We can share that oftentimes, when an employee or two leave for another place, it’s not the worst thing in the world. If your fear is they are about to gut your entire team, then one of the things you would have already been focused on is having created a workplace that people aren’t so easily tempted to leave. Would you want to work at your business? Sometimes asking yourself this question can enlighten you about some things you’d want to change to make your employees happier.
You already know this, but it bears reminding ourselves that the process of self-examination is a key part of running the HR at your business. Things like competitive pay, a good benefits package, and management that focuses on employee engagement can all really elevate your place of work over the competition. If you know you are doing your best in these areas and someone still leaves, then you’ve done your best and the next step is to try to understand why they left and see if there is anything you might do in the future to reduce the likelihood others will want to leave.
Additionally, keep the conversation open with your employees and be honest about what the strengths and weaknesses within your business and team are. You give them feedback on their performance, so allow them to give it to you, also. What do they like about working for you? What do they think would be a good idea to change? Working together to improve your workplace will go a long way to increasing your retention; we all love to be heard.
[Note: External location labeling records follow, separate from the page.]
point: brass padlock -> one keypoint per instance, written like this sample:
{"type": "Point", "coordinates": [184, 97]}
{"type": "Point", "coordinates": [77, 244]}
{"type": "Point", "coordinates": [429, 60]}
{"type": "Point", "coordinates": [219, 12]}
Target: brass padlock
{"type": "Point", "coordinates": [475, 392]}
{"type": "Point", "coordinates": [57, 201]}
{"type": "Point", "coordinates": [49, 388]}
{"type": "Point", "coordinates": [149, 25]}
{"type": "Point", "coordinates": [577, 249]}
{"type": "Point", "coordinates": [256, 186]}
Question: Our practice is in Utah and has 14 employees. We do not have a “call in sick” protocol such as, “If you have the following symptoms, we ask that you stay home from work.” Is that something you recommend?
The legal side of things:
It is absolutely okay to include a set of circumstances or conditions that, when met, qualify an employee to contact you to ask if they should come into work. Things like: if you have a fever or feel that you may have the flu or a bad cold, we ask you to follow our procedure for calling in. But we need to place a huge caveat here.
Many states have implemented mandatory paid sick day benefits for all employees. In those states, employers need to be educated on what you can and can not require of an employee as far as calling out sick. In most instances where these laws exist, you cannot ask for details or a doctor’s note unless or until the employee has used all of the state-protected leave.
Now for the human approach: From what we can tell, it seems like you’re looking for a way to stop employees from coming to work if they may be sick. We get it! In small businesses (or any working environment really), sickness spreads fast! No one wants to deal with that. The days of requiring everyone to tough it out and get everyone else sick in the process are over.
If employees are coming into work even though they may be sick frequently enough for you to want to create a policy about it, there is usually at least one of two common denominators – the need to get paid and the fear of getting into trouble for being absent.
So, what can you do? Make sure you have a policy asking employees to tell you if they aren’t feeling well, but this only works if you promote an atmosphere where employees feel comfortable calling out sick when they feel they need to.